IKEA® Tertial lamp, steel tube and IKEA® Trensum mirror, and gold-coloured aluminum foil.
Dimensions variable.
2021
Taking Baquerizo’s movements as a courier in the city of Utrecht as a starting point, this work appears as a mirror, showing the entangled nature of two very particular contexts and times.
The first: the 15th century colonial trade between the Spanish and the native inhabitants of the Abya-Yala territories (now The Americas), in particular the trade of Abya-Yala gold for European mirrors, an object the local Abya-Yala population had never seen before. Hidden underneath this unfair economy lies the “New World”’s desire for conquest, possession and assault, and its aim to impose a single truth.
The second: IKEA®, one of the most popular European companies today. IKEA® shops mount a “fake jungle” of products, with paths directing bodies as they please in order to gain maximum profit.
The Spanish colonists’ act of stealing in the name of “trade” and IKEA®’s act of imposing a deliberate consumer pattern, are connected as both impose a (neo)colonial power structure. The fact that IKEA® Utrecht is located in a street called Columbuslaan (“Columbus lane”), only further heightens the analogy.
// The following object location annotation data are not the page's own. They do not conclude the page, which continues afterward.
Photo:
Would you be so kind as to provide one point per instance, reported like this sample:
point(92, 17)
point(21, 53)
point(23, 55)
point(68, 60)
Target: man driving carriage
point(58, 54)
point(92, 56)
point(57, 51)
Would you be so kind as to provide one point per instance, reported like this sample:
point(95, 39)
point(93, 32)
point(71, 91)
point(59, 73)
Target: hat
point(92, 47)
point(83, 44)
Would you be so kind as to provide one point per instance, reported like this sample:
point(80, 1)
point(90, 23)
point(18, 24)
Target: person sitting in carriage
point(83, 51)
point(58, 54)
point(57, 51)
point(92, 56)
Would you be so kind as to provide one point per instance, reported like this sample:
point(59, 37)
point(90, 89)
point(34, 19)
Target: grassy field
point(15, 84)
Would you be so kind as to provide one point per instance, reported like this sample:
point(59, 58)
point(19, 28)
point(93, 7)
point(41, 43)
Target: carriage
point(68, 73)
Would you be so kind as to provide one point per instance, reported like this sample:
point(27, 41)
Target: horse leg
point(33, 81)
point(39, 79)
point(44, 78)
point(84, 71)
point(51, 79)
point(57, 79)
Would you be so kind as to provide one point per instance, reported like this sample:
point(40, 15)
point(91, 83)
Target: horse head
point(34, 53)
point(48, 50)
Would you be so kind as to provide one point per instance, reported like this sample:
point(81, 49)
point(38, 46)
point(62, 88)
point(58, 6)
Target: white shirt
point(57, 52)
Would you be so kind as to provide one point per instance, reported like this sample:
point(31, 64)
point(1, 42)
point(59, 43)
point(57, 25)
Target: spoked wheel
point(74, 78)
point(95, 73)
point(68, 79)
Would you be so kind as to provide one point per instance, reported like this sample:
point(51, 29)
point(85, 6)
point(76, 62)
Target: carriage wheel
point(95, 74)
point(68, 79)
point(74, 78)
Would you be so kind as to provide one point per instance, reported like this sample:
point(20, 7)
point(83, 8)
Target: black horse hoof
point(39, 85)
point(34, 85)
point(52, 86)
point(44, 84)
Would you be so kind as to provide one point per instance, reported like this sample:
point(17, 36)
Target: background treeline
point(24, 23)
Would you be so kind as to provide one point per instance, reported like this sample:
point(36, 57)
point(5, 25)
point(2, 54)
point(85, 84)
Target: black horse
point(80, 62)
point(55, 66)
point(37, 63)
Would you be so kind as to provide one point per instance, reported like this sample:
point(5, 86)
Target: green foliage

For this work, Baquerizo traveled to IKEA® Utrecht on a quest, asking if it is possible for an Ecuadorian, like himself, to explore this other jungle in the same way the Spanish colonists “explored” Abya-Yala in the 15th century. Obviously, gold is not so easy to find nowadays, so trading was not an option. The act of buying the objects turned the attempt at restaging and reversing this historical event into a failure.
With Mirroring South (or Golding North), which is built as a fiction, the artist attempts to cast the reflection back onto Europe, to denounce the conditions of representation, and instead call for decolonial repair.
This work was presented in the HKU MA Fine Art Graduation project: SCAFFOLDING SCAFFOLDING curated by Rachael Rakes at BAK basis voor actuele kunst in Utrecht, the Netherlands.